Approximation and Learning with Deep Convolutional Models: a Kernel Perspective
This work offers theoretical insights into the inductive bias of convolutional networks for researchers in machine learning, though it is incremental as it builds on existing kernel methods.
The paper tackles the problem of understanding why deep convolutional networks perform well on high-dimensional data by analyzing them through kernel methods, showing that hierarchical kernels with convolution and pooling layers achieve good empirical performance on vision datasets and provide generalization bounds with improved sample complexity for functions with spatial regularities.

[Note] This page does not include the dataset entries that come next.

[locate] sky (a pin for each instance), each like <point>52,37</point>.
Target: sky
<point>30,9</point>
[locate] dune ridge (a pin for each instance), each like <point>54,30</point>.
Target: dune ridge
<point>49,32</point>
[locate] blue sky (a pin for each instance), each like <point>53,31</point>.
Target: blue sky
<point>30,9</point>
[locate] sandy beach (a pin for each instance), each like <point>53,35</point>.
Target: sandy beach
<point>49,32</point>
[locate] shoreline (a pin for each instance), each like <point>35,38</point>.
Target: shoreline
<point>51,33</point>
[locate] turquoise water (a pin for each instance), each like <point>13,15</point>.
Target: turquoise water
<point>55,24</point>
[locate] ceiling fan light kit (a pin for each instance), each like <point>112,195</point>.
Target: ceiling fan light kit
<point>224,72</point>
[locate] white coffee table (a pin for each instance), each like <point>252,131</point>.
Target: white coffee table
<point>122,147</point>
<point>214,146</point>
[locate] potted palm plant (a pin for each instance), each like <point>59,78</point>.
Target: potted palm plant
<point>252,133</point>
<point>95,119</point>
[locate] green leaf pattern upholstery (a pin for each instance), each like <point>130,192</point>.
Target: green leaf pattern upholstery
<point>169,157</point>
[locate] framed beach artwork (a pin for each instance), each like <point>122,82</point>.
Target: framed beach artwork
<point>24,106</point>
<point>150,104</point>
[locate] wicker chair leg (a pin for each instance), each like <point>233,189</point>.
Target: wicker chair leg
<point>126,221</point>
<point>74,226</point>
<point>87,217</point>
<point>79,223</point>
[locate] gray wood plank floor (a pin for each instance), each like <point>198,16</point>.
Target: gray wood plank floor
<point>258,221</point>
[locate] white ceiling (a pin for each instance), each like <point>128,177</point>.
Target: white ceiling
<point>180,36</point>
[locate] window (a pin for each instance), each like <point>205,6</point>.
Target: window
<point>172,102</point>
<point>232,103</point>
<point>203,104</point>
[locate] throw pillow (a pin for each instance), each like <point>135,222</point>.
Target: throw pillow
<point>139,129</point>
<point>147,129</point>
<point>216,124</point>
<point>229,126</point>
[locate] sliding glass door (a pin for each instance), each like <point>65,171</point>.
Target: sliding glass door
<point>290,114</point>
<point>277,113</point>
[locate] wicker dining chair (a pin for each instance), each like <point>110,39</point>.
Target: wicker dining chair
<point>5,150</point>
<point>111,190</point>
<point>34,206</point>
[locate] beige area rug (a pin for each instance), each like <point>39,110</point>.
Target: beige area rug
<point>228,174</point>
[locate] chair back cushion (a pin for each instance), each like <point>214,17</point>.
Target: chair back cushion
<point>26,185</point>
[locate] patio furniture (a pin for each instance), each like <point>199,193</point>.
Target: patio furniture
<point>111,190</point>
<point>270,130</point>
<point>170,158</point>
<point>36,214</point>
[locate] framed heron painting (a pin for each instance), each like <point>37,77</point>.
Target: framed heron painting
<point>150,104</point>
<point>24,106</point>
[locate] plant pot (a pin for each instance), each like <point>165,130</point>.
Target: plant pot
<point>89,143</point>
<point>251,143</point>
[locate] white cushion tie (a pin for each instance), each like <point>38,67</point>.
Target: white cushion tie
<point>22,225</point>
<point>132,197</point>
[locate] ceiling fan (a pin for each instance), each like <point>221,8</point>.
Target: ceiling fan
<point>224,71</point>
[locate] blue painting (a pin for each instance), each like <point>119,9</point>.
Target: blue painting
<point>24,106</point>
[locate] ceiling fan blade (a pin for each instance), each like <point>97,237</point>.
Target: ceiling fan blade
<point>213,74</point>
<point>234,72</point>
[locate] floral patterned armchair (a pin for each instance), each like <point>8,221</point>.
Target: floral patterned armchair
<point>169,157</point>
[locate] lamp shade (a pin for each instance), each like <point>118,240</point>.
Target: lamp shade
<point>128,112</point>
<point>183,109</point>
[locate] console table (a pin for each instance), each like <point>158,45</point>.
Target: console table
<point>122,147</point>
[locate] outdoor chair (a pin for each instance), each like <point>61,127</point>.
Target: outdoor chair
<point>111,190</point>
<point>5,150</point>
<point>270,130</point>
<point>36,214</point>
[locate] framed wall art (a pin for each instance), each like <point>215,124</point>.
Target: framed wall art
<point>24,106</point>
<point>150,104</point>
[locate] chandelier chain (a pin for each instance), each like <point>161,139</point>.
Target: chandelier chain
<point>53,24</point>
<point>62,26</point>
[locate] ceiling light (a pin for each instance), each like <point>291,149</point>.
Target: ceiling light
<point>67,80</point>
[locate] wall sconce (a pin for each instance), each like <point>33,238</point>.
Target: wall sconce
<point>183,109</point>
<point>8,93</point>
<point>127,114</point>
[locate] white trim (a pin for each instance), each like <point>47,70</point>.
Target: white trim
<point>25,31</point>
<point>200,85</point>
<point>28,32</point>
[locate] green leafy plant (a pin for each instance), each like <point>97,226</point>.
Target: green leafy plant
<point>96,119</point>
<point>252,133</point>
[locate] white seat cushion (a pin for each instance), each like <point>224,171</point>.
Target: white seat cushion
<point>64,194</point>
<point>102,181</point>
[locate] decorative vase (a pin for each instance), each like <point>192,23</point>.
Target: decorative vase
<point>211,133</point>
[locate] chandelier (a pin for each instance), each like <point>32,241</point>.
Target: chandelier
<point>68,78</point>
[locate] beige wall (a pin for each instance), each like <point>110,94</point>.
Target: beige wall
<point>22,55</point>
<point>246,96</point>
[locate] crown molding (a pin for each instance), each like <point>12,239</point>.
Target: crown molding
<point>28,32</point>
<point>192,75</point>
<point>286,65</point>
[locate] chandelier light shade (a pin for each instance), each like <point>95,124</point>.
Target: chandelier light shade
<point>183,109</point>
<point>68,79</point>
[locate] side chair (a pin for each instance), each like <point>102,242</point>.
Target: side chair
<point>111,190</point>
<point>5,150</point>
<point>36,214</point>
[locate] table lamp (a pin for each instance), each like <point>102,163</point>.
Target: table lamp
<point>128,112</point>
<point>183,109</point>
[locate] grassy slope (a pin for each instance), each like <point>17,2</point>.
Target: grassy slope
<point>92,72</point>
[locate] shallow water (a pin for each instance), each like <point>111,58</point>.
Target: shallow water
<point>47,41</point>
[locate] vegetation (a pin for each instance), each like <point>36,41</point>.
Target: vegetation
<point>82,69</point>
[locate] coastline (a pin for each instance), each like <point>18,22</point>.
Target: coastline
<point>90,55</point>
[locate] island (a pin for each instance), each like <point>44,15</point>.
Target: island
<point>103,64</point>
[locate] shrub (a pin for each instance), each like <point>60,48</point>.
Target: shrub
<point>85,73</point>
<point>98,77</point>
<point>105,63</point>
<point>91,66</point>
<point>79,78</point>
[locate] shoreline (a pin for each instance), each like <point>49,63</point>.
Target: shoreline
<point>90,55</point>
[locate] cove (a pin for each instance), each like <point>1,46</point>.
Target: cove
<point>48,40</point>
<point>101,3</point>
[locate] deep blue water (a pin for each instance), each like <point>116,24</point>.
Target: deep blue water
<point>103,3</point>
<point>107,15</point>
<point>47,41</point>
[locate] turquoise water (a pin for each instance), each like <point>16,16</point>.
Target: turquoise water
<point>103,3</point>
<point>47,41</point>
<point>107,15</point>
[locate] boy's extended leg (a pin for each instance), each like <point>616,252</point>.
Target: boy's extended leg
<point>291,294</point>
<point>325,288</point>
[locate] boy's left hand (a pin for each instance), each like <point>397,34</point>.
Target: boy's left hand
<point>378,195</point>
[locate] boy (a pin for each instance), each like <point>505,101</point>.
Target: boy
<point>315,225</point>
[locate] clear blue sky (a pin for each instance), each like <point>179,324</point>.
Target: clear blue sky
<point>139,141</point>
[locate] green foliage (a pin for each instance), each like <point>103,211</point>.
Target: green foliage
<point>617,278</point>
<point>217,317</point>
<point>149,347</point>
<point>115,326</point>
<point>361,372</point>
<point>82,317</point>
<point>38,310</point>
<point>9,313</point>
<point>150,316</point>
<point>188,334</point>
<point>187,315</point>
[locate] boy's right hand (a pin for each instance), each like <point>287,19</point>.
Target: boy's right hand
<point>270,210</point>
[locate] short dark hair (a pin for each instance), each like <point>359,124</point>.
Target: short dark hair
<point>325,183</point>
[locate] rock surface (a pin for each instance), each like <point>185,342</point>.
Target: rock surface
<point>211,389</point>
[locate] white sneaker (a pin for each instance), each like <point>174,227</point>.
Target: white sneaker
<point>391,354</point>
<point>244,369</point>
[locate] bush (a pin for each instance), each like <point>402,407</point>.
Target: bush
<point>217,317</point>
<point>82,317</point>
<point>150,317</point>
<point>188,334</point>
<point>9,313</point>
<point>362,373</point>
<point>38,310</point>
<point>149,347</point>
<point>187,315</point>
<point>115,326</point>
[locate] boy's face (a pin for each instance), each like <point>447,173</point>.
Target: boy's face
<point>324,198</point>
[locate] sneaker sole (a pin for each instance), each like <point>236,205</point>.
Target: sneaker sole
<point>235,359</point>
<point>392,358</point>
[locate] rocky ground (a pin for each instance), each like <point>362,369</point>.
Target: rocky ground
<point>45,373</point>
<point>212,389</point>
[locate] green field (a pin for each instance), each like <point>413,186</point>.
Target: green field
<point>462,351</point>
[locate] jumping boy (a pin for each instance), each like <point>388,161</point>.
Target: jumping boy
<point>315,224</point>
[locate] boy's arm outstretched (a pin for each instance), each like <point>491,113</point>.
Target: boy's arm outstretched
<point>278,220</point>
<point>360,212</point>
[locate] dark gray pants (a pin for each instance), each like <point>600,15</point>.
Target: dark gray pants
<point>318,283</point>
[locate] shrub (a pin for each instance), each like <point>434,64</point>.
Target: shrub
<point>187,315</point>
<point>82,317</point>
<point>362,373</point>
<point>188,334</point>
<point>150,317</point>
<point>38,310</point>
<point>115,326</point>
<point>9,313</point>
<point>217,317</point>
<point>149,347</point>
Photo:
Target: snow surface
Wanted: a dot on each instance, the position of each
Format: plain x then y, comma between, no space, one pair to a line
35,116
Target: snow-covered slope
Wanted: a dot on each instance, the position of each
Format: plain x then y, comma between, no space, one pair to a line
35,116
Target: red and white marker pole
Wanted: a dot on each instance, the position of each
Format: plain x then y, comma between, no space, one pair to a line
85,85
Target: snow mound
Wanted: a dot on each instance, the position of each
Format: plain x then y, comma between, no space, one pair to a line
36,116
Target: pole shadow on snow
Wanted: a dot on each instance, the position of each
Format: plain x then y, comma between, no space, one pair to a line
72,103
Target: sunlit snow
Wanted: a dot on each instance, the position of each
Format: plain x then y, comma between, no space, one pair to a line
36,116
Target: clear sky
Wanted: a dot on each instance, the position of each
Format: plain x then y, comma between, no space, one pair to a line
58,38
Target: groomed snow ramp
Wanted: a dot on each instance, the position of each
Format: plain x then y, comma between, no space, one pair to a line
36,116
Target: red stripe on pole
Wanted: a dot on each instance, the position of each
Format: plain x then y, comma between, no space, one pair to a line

The empirical success of deep convolutional networks on tasks involving high-dimensional data such as images or audio suggests that they can efficiently approximate certain functions that are well-suited for such tasks. In this paper, we study this through the lens of kernel methods, by considering simple hierarchical kernels with two or three convolution and pooling layers, inspired by convolutional kernel networks. These achieve good empirical performance on standard vision datasets, while providing a precise description of their functional space that yields new insights on their inductive bias. We show that the RKHS consists of additive models of interaction terms between patches, and that its norm encourages spatial similarities between these terms through pooling layers. We then provide generalization bounds which illustrate how pooling and patches yield improved sample complexity guarantees when the target function presents such regularities.